Anthropology Seminar | Fire’s Habit: Pyrodiversity and the Politics of Apprehension
This paper introduces and reflects upon some recent, northern Australian efforts to re-imagine fire. These efforts bring together fire ecologists, anthropologists, and Indigenous peoples from across the top end of the Northern Territory, and aim both to enclose fire, to contain its excessive animacy in novel arrangements of expertise, ecological management, and carbon exchange, and to disclose fire’s constitutive relation to Australian landscapes, climate, and Indigenous sociality itself.
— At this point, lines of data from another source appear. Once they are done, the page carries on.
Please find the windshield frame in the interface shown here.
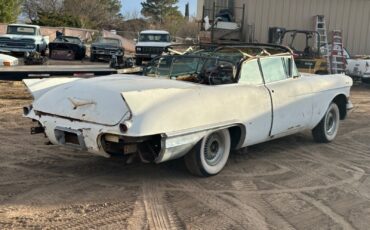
[6,25,37,35]
[138,33,171,43]
[97,37,121,46]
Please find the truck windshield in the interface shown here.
[99,38,119,46]
[139,34,171,42]
[6,26,36,35]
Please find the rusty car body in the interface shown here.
[24,44,352,176]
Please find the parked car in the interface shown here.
[135,30,171,65]
[90,37,125,61]
[49,35,86,60]
[0,51,18,67]
[0,24,49,55]
[24,44,352,176]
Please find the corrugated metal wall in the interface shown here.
[199,0,370,54]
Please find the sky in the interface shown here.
[121,0,197,16]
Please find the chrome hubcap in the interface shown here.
[325,110,337,135]
[204,133,225,166]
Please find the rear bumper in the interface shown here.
[361,74,370,84]
[0,47,36,53]
[135,53,160,59]
[346,100,353,111]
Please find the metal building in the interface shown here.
[197,0,370,55]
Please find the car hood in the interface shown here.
[0,34,35,40]
[136,42,172,47]
[91,43,121,49]
[31,74,200,126]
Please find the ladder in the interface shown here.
[315,15,331,73]
[330,30,346,73]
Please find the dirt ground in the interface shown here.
[0,82,370,229]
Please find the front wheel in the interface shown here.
[312,102,339,143]
[185,129,231,176]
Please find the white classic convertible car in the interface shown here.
[24,44,352,176]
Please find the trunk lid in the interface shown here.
[33,75,196,126]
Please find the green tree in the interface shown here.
[141,0,181,24]
[22,0,123,29]
[0,0,22,23]
[34,12,81,27]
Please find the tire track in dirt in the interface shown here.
[265,181,355,230]
[167,175,268,229]
[142,179,181,230]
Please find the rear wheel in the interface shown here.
[312,102,340,143]
[136,58,143,65]
[185,129,231,176]
[90,54,96,62]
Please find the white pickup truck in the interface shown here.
[135,30,171,65]
[0,24,49,55]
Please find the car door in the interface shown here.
[260,56,313,136]
[238,58,272,146]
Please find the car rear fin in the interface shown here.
[23,78,80,100]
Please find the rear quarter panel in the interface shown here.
[308,74,352,128]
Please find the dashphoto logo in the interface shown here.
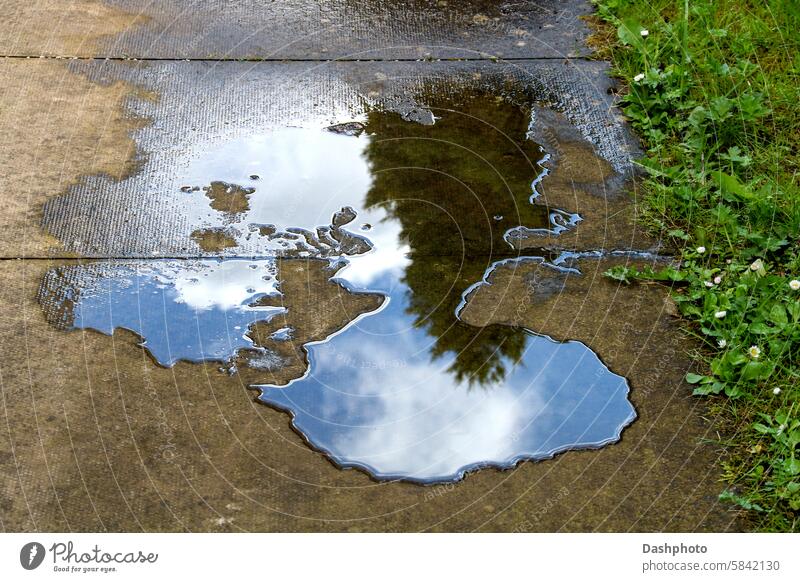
[19,542,45,570]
In pursuing the tensions that accompany such efforts, this paper charts the peculiar work that fire performs as a “theory machine” (Galison 1993) for policy makers, Indigenous advocates, and anthropologists alike.
About the Speaker
Danny Fisher is associate professor of anthropology at UC Berkeley. He is author of The Voice and its Doubles (Duke, 2016) and co-editor of Radio Fields: Anthropology and Wireless Sound in the 21st Century (NYU, 2012). His work on music and sound, Indigenous media, and the voice has appeared in publications including American Ethnologist, Cultural Anthropology, and Oceania and in collections including Aural Cultures and Keywords in Sound. He is currently completing a monograph on the new urban worlds of Australia’s Northern Territory, while pursuing additional projects on the political life of Aboriginal musical celebrity and the resurgence of elemental analytics in and beyond Anthropology.